In mid-March 2021, the first meeting of senior United States officials with their Chinese counterparts since President Joe Biden took office was held in the US state of Alaska. The meetings resulted in the two sides agreeing to hold a virtual summit in April between President Joe Biden and Chinese President Xi Jinping to discuss climate change, but no "minimum" agreement was reached on any other issues, nor even a major declaration. Placed alongside clashes between the two sides that took place during the meetings, this points to how tense and turbulent relations between the two sides have become. The most significant developments in US-China relations in light of the recent bilateral meetings in Alaska can be discussed as follows:
1- Talks in a new era of tension and caution: The Alaska meetings came against the backdrop of a new era in the United States under President Joe Biden, who began his term with a set of moves signaling "further escalation" with China. Kurt Campbell, a man known for his hardline and firm stance on China’s rise, was appointed the White House coordinator for relations with China.
Then came Biden’s participation in the Quadrilateral Security Dialogues between the US, India, Japan, and Australia—countries that share a common concern about China’s threats and expansionist desires in the Indian and Pacific Oceans.
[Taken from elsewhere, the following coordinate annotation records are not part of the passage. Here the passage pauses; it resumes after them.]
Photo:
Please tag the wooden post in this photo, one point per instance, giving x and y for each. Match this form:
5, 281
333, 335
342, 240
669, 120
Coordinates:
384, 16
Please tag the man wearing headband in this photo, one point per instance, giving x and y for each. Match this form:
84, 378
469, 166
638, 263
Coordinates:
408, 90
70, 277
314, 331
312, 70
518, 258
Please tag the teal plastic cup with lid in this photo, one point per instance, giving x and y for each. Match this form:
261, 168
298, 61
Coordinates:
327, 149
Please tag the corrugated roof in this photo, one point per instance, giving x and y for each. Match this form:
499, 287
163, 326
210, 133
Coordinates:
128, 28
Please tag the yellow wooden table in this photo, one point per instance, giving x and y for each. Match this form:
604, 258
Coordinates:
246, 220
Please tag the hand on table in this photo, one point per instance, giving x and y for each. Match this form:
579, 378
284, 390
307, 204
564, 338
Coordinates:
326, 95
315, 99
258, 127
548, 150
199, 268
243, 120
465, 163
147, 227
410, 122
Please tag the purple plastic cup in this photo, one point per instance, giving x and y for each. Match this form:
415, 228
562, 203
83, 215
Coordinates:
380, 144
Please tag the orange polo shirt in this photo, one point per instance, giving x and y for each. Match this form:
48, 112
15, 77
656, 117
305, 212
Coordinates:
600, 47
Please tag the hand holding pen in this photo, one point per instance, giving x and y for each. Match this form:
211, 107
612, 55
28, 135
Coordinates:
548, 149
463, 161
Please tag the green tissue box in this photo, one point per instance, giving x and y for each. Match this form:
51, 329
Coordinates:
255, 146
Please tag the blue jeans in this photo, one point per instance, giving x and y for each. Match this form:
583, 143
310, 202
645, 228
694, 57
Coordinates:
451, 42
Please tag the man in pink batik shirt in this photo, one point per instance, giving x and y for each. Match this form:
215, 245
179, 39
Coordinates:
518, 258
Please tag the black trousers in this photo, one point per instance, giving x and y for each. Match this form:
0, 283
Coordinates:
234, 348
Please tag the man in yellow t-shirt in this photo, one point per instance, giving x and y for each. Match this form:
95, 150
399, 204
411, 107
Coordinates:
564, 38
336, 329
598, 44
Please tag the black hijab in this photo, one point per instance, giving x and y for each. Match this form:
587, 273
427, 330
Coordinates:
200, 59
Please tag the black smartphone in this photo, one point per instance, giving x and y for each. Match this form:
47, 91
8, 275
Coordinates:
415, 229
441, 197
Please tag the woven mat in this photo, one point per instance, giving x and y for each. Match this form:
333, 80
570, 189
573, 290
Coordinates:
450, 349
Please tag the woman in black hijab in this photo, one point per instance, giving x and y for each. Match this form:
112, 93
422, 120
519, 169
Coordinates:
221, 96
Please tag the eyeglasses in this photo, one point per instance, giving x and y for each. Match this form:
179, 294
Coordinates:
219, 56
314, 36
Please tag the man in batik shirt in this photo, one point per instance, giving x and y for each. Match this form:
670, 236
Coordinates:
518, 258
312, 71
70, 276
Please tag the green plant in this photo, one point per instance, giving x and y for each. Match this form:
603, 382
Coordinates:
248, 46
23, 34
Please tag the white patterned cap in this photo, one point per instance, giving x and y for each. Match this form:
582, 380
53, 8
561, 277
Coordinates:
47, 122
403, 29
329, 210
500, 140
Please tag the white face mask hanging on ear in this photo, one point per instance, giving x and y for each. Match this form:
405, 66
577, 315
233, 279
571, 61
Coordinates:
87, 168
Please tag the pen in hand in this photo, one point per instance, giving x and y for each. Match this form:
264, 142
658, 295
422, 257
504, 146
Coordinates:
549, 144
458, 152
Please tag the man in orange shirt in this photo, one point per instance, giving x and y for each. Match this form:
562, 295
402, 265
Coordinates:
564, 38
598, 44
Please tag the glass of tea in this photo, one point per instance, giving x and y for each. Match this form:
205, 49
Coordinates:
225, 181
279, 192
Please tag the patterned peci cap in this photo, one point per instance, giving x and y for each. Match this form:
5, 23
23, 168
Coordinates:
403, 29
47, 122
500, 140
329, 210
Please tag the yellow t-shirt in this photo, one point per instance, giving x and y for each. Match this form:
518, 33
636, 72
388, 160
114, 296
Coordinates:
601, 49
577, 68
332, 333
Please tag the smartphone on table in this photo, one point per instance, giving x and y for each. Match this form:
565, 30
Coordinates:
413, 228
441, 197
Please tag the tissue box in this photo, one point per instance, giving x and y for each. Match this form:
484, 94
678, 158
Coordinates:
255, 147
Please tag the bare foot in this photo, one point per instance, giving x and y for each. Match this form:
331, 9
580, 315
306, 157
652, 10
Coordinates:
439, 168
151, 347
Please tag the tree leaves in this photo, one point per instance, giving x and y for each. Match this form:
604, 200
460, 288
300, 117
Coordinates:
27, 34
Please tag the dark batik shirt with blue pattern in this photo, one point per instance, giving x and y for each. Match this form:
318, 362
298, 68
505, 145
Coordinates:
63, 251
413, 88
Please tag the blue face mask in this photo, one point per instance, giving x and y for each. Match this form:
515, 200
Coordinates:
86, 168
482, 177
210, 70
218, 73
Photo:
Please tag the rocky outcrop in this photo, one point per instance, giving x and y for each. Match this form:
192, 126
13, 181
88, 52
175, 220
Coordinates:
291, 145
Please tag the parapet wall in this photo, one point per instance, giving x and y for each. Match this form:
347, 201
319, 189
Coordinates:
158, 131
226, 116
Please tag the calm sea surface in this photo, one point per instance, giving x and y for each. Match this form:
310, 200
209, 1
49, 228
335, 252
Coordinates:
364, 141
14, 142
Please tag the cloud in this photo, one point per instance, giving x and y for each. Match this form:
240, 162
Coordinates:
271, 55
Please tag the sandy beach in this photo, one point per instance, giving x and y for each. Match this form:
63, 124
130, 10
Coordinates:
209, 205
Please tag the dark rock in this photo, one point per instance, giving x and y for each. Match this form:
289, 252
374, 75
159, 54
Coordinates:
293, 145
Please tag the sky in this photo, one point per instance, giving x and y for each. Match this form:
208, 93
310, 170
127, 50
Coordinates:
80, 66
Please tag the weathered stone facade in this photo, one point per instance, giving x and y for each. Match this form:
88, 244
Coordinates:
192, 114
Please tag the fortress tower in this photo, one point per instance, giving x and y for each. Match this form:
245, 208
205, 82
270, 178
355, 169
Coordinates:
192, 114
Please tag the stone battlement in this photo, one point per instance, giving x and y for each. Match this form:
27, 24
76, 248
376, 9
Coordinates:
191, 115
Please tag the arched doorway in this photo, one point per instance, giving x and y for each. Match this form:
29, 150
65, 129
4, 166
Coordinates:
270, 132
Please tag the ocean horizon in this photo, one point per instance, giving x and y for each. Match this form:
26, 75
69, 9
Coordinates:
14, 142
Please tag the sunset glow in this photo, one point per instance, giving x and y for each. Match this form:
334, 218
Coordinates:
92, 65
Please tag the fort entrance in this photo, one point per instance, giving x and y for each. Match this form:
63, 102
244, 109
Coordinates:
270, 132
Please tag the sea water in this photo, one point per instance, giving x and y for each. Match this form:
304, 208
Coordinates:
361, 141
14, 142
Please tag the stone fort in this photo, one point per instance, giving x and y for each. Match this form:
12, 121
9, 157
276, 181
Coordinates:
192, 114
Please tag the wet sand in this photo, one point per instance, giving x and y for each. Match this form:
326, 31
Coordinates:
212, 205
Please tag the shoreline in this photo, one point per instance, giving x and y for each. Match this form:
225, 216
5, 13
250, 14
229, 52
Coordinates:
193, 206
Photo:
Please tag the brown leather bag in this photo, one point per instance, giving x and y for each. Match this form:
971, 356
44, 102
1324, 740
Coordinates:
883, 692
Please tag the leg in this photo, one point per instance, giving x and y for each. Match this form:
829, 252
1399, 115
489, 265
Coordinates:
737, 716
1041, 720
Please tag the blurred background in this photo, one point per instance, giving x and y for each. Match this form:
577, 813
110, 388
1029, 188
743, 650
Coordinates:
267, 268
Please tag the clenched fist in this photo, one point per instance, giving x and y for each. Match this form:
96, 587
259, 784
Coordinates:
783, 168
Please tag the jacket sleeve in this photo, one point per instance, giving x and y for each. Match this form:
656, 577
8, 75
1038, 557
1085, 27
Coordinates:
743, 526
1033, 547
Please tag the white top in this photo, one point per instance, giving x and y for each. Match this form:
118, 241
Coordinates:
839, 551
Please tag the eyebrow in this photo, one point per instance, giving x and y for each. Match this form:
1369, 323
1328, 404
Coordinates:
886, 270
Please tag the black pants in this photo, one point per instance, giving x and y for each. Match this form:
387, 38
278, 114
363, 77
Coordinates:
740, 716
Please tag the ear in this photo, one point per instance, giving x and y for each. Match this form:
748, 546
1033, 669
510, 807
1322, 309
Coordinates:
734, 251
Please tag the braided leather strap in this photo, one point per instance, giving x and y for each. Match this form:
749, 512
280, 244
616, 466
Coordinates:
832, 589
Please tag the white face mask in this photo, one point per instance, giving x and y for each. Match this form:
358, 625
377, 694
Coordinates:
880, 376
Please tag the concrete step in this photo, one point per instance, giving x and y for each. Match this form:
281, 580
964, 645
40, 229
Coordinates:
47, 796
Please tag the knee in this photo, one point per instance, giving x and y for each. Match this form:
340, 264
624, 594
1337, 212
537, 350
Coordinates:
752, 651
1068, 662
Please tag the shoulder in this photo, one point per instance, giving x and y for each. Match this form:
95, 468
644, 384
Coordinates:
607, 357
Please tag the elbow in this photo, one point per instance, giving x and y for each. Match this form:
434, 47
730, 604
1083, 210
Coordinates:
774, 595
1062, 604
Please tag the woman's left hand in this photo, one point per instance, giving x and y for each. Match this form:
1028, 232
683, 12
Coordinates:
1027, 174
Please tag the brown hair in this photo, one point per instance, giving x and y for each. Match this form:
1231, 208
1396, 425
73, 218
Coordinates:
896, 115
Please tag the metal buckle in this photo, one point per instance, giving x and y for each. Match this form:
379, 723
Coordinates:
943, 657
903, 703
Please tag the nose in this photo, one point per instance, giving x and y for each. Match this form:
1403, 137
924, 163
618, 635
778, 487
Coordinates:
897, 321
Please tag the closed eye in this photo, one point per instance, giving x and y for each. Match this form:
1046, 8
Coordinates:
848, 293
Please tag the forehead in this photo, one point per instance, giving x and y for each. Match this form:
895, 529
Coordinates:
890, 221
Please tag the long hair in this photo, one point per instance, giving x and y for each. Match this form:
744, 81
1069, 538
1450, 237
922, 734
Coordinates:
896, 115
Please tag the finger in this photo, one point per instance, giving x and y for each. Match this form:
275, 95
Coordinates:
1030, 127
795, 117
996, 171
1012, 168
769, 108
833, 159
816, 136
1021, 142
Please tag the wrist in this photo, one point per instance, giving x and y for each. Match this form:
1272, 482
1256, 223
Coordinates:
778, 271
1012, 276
That meeting was followed by visits to South Korea and Japan by Secretary of State Anthony Blinken and Secretary of Defense General Lloyd Austin.
But the most significant move was the US administration’s release, in March, of the Interim National Security Strategic Guidance document, which included the new administration’s directions to the National Security Agency (NSA) on facing global challenges. China was mentioned in the document 15 times. The document noted the need for the US to be alert to the dangers of China, especially as it is the "only competitor" capable of combining economic, diplomatic, military, and technical power, as well as challenging an open and stable international order.
2- American concern over some shared issues: In the meetings, the US expressed, by way of its Secretary of State and National Security Advisor, its concern over Beijing’s behavior towards Hong Kong, Xinjiang, and Taiwan, as well as in cyberspace. Washington also affirmed its readiness to hold talks with Beijing on a number of issues, including North Korea, Afghanistan, Iran, human rights in China, and the intersecting interests of both countries on Iran and North Korea, despite the presence of severe disagreements between the two sides.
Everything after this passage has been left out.